PostNapisane: Pon lis 07, 2005 22:12
przez jopop
up! jutro zapewne operacja, trzymajcie kciuki...

i szukamy domku!

PostNapisane: Pon lis 07, 2005 22:18
przez Tika
Trzymam z całych sił!!!!!!!!!!!!!!!!!!!!!!!

PostNapisane: Pon lis 07, 2005 22:54
przez Fleur
i ja za kochaną kocinę trzymam kciuki cały czas i cały czas o niej myślę!

PostNapisane: Wto lis 08, 2005 23:22
przez jopop
Operacja udana:)

PostNapisane: Śro lis 09, 2005 0:24
przez Elżbieta P.
Super. Niech teraz szybko dochodzi do zdrowia.
Wstawcie jakieś fotki Luśki.

Hej, Luśka
Ja tez nie mam ogonka. Jestem szczęśliwa - wiesz ?
Ty też będziesz szczęśliwa, zobaczysz, tylko zdrowiej szybko.
Z pozdrowieniami,
Ogonek

PostNapisane: Śro lis 09, 2005 9:08
przez jopop
Dziś mam nieco więcej czasu, więc dopiszę parę zdań.

Operacja była rzeczywiście dość skomplikowana, nie wiem ile trwała, ale dłuuugo. Trzeba było usunąć wszystkie martwe tkanki, sprawę komplikowała bezpośrednia bliskość odbytu.

Jestem pod wrażeniem umiejetności krawieckich własnego chłopa:) Chyba mu nasze ciuchy też będę dawała do cerowania.

JA bym takiej dziury nie umiała zaszyć! Brakowało naprawdę dużo skóry...
A udało się nie naciągać bardzo nawet reszty skóry.

Teraz pytanie jak się to będzie goić, mamy nadzieję, że możliwie dobrze, choć miejsce jest fatalne.

Luśka wygląda strasznie z wygolonym tyłkiem:)

Jeśli chodzi o zdjęcia - to chwilowo nadal nie ma, przepraszam, ale ona i tak musi trochę poczekać z adopcją. A jak ktoś jest bardzo ciekaw, to powiem, że mordkę ma IDENTYCZNĄ jak Zorro (z wątku "blisko 7 kg exkocur...").

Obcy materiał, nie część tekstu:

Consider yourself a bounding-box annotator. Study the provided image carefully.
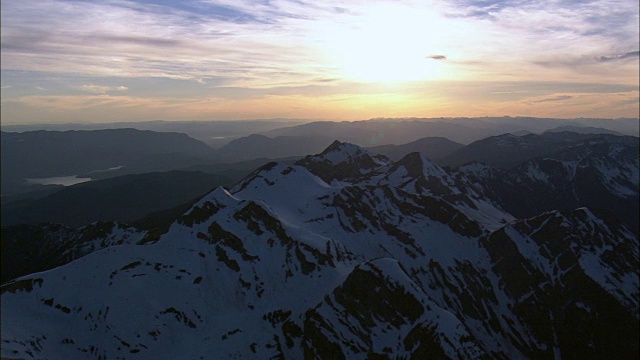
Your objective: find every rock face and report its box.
[2,142,640,359]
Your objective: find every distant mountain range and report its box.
[2,170,232,227]
[1,134,640,359]
[1,129,214,195]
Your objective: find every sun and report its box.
[326,5,446,83]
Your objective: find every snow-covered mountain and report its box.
[2,142,640,359]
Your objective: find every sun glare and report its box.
[318,6,446,83]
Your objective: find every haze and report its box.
[1,0,640,125]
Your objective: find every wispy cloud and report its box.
[597,50,640,62]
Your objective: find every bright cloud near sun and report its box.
[0,0,640,123]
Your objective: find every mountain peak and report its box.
[296,140,391,183]
[322,140,345,154]
[397,152,447,177]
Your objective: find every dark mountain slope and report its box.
[216,134,332,162]
[2,171,231,227]
[1,129,213,195]
[438,132,598,169]
[367,137,464,161]
[1,142,640,359]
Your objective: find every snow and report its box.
[2,139,638,359]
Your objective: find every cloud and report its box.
[78,85,128,94]
[527,95,574,104]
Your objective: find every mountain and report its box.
[1,129,213,195]
[216,134,332,162]
[264,119,496,147]
[484,133,640,233]
[1,142,640,359]
[2,119,309,148]
[544,125,624,136]
[2,171,233,227]
[1,222,147,284]
[367,137,464,161]
[438,132,608,169]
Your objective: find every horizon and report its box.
[1,0,640,126]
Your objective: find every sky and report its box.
[0,0,640,125]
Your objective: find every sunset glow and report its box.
[1,0,640,124]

Tak samo asymetryczną linie na nosie i identyczne rozszerzenie tej białej plamy, w dodatku z tej samej strony o Zorro. I też poza tym jest czarna z białymi łapkami i śliniakiem, tylko ma od Zorra dłuższe białe skarpetki wyraźnie.

No i nie ma białego końca ogonka:)

Waży 1,3 kg, jest bardzo mrucząca i kochana.

PostNapisane: Śro lis 09, 2005 19:17
przez Elżbieta P.
Zdrowiej szybko, Luśka :ok: :ok: :ok:

PostNapisane: Śro lis 09, 2005 22:46
przez Fleur
małej Lusi niezbędna będzie pomoc finansowa... ja jestem już wyprana, moje oszczędności poszły dla Maleństwa, a rodzice nie mają z czego mi dać na książkę do anglika :( do tego moja kocura ma prawdopodobnie zapalenie trzecich powiek i nie mam już za co jej leczyć :(
Czy ktoś mógłby pomóc, opłacić choćby małą cząstkę operacji usunięcia resztek ogonka? Musimy uzbierać 100 pln :(

PostNapisane: Pt lis 11, 2005 18:52
przez jopop
Pozdrowienia od Luśki:) Czuje się bardzo dobrze, bryka wesoło i mruczy. Zadek trzeba często przemywać, ale goi się nieźle.

Kilka zdjęć:)
Obrazek

http://upload.miau.pl/1/35421.jpg - taki to jestem kot bez ogona...

http://upload.miau.pl/1/35422.jpg - o, jaki podobny do mnie kocur (Zorro vel Grubcio)...

http://upload.miau.pl/1/35423.jpg - ciekawe, czy mój duplikat na mnie nasyczy...

PostNapisane: Pt lis 11, 2005 19:09
przez Anna iastkowska
Oj jaki piekny :love: . Trzymam kciuki za domek :ok:

PostNapisane: Sob lis 12, 2005 22:55
przez jopop
Na dzisiejszym spotkaniu to zdjęcie spotkało się z dużym aplauzem, wiec wklejam:

Obrazek

Komu takie cudo (to po lewej mam na myśli :wink: )?